As you will notice, nothing very interesting here. How about if we try to append the file with some text content ?

Let’s create a file with our secret message, putting a newline before and after the text to ease reading text when extracting it:

$ echo -e '\nSteganography is great!\n' > secret.txt

We will now append the Tux.png image with our file content creating a new file named secret.png:

$ cat Tux.png secret.txt > secret.png

Checking whether the file is still recognized as a valid PNG image file:

$ file secret.png

Output:

secret.png: PNG image data, 265 x 314, 8-bit colormap, non-interlaced

Perfect, now let’s check if we can extract back our secret message:

$ strings secret.png | tail

Output:

@9C{
ot)h
'Oss
CM70805F7
Z)J1
EM+&!
h$ |
H,^,
IEND
Steganography is great!

Our message is here, and we still have a valid PNG image that will open and display as a normal image. Note that this method works perfectly with an audio file like a WAV too, let’s try it out!

Downloading a sample WAV file:

$ wget https://upload.wikimedia.org/wikipedia/commons/b/b4/Fugue_c_minor_bwv_847.wav

Applying the same process as for the image:

$ cat Fugue_c_minor_bwv_847.wav secret.txt > secret.wav

The message is present and the WAV opens perfectly in a media playing the music:

$ strings secret.wav | tail

Output:

.`/W/n0G.
.C+},
-M'|7`,[email protected]
70+j-
2b$44
'5R6({P
4J)F8
 i(V"
        s       I
Steganography is great!

Inserting a ZIP File in Media Files

The above method is great of hiding simple text, but it still needs some improvement to be able to hide more complex information like files and folders.

Simply zipping our secret.txt file will do the trick:

$ zip secret.zip secret.txt
updating: secret.txt (stored 0%)

Hiding the ZIP in the WAV file:

$ cat Fugue_c_minor_bwv_847.wav secret.zip > secret.wav

We can now analyze the WAV file with the unzip command:

$ unzip -t secret.wav
Archive:  secret.wav
warning [secret.wav]:  1146924 extra bytes at beginning or within zipfile
  (attempting to process anyway)
    testing: secret.txt               OK
No errors detected in compressed data of secret.wav.

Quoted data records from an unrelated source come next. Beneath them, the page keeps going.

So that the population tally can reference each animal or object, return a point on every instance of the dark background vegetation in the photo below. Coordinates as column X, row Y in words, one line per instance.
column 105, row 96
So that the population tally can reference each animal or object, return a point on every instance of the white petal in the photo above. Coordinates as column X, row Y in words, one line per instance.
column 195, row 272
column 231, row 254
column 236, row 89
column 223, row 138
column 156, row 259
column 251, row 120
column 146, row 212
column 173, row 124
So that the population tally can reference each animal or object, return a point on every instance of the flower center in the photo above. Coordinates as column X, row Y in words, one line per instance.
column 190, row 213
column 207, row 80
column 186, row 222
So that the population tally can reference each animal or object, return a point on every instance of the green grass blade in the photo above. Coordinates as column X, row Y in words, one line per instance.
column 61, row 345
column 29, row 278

We’ve tested whether we can unzip the WAV file using the -t parameter, and it clearly shows that no errors were detected, unzipping the WAV file:

$ unzip secret.wav
Archive:  secret.wav
warning [secret.wav]:  1146924 extra bytes at beginning or within zipfile
  (attempting to process anyway)
replace secret.txt? [y]es, [n]o, [A]ll, [N]one, [r]ename: y
 extracting: secret.txt

Printing our hidden file again:

$ cat secret.txt

Steganography is great!

You will notice that the unzip command identifies well the compressed file secret.txt. Pay attention to the warning message: warning [secret.wav]: 1146924 extra bytes at beginning or within zipfile. The extra bytes at the beginning are the audio data.

Here is a quick explanation about how and why this method works preserving the original data while appending our hidden data:

  • Most media viewers will display or play content if the files have a valid non-corrupted header, explaining why the pictures or WAV file still work in the OS.
  • The ZIP file can still be extracted as the unzip command scans the WAV file to detect zipped content.

Learn also: Enabling & Disabling IP Forwarding in Linux

Conclusion

We are just scratching the possibilities of Steganography here. The best part of this tutorial is that we did not use any specific tools or software to hide information in media files.

For more reliable Steganography tools, consider checking 0XRICK’s Github for a list of useful Steganography tools and resources.

Have fun exploring Steganography on Linux!